-
Notifications
You must be signed in to change notification settings - Fork 2k
feat(telco-kpi): add lock-free job preemption based on OCP version priority #72894
New issue
Have a question about this project? Sign up for a free GitHub account to open an issue and contact its maintainers and the community.
By clicking “Sign up for GitHub”, you agree to our terms of service and privacy statement. We’ll occasionally send you account related emails.
Already on GitHub? Sign in to your account
base: master
Are you sure you want to change the base?
Conversation
4948bce to
22ecf85
Compare
|
/pj-rehearse periodic-ci-openshift-kni-eco-ci-cd-main-nightly-4.20-telcov10n-metal-single-node-spoke-kpis |
|
@ccardenosa: now processing your pj-rehearse request. Please allow up to 10 minutes for jobs to trigger or cancel. |
793a663 to
d2985aa
Compare
|
@ccardenosa, Interacting with pj-rehearseComment: Once you are satisfied with the results of the rehearsals, comment: |
d2985aa to
589129e
Compare
|
@ccardenosa, Interacting with pj-rehearseComment: Once you are satisfied with the results of the rehearsals, comment: |
589129e to
a761dfb
Compare
4c8f4c1 to
0b2d3ae
Compare
|
@ccardenosa, Interacting with pj-rehearseComment: Once you are satisfied with the results of the rehearsals, comment: |
ca67d8b to
318722a
Compare
|
/pj-rehearse periodic-ci-openshift-kni-eco-ci-cd-main-nightly-4.20-telcov10n-metal-single-node-spoke-kpis |
|
@ccardenosa: now processing your pj-rehearse request. Please allow up to 10 minutes for jobs to trigger or cancel. |
|
/pj-rehearse periodic-ci-openshift-kni-eco-ci-cd-main-nightly-4.21-telcov10n-metal-single-node-spoke-kpis |
|
@ccardenosa: now processing your pj-rehearse request. Please allow up to 10 minutes for jobs to trigger or cancel. |
|
/pj-rehearse periodic-ci-openshift-kni-eco-ci-cd-main-nightly-4.20-telcov10n-metal-single-node-spoke-kpis |
|
@ccardenosa: now processing your pj-rehearse request. Please allow up to 10 minutes for jobs to trigger or cancel. |
|
/pj-rehearse periodic-ci-openshift-kni-eco-ci-cd-main-nightly-4.20-telcov10n-metal-single-node-spoke-kpis |
ef7bd59 to
9896c65
Compare
|
/pj-rehearse periodic-ci-openshift-kni-eco-ci-cd-main-nightly-4.20-telcov10n-metal-single-node-spoke-kpis |
|
@ccardenosa: now processing your pj-rehearse request.

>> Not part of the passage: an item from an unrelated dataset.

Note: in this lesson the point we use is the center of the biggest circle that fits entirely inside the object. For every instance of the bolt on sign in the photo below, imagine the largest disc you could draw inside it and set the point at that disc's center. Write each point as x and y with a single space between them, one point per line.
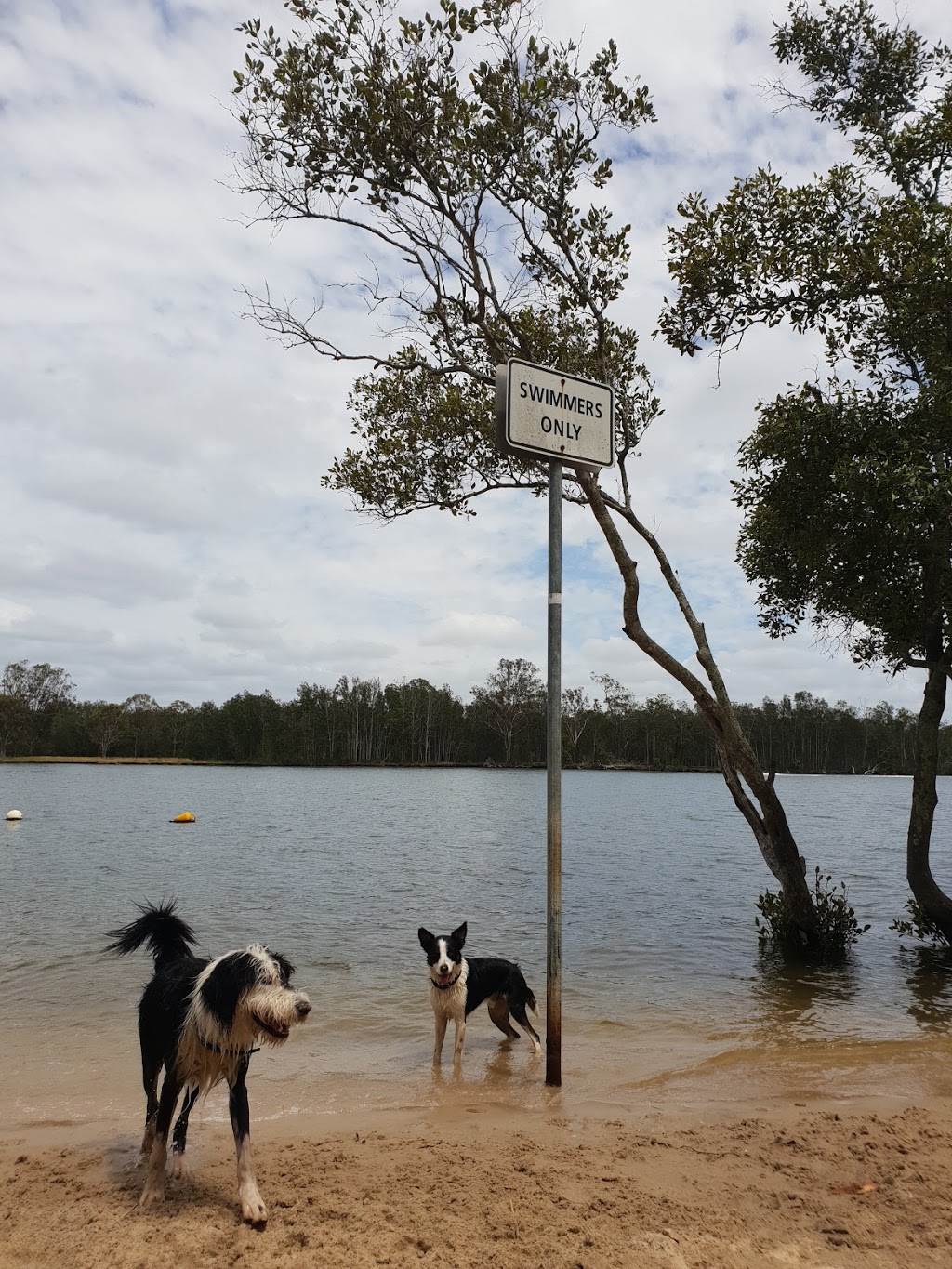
552 416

Please allow up to 10 minutes for jobs to trigger or cancel. |
|
/assign @eifrach |
|
/pj-rehearse periodic-ci-openshift-kni-eco-ci-cd-main-nightly-4.21-telcov10n-metal-single-node-spoke-kpis |
|
@ccardenosa: now processing your pj-rehearse request. Please allow up to 10 minutes for jobs to trigger or cancel. |
|
/pj-rehearse periodic-ci-openshift-kni-eco-ci-cd-main-nightly-4.22-telcov10n-metal-single-node-spoke-kpis |
|
@ccardenosa: now processing your pj-rehearse request. Please allow up to 10 minutes for jobs to trigger or cancel. |
18ecbdd to
c8f7c83
Compare
|
[APPROVALNOTIFIER] This PR is APPROVED This pull-request has been approved by: ccardenosa The full list of commands accepted by this bot can be found here. The pull request process is described here DetailsNeeds approval from an approver in each of these files:
Approvers can indicate their approval by writing |
|
/pj-rehearse periodic-ci-openshift-kni-eco-ci-cd-main-nightly-4.20-telcov10n-metal-single-node-spoke-kpis |
|
@ccardenosa: now processing your pj-rehearse request. Please allow up to 10 minutes for jobs to trigger or cancel. |
…iority
Problem:
Multiple Telco KPI Prow jobs compete for the same baremetal host. Lower OCP
version jobs can block higher version jobs for extended periods, delaying
critical testing for newer releases.
Solution:
Implement a lock-free preemption mechanism where higher OCP version jobs can
signal lower version jobs to quit, freeing the baremetal host sooner.
How it works:
1. WAITING PHASE: Each job creates a unique waiting file on the bastion BEFORE
attempting to acquire the lock: <lock>.waiting.<nanosecond_timestamp>.<ocp_version>
Example: spoke-baremetal-50-7c-6f-5c-47-8c.lock.waiting.1766568440841947242.4.22
This ensures the job's presence is visible even if it immediately gets the lock.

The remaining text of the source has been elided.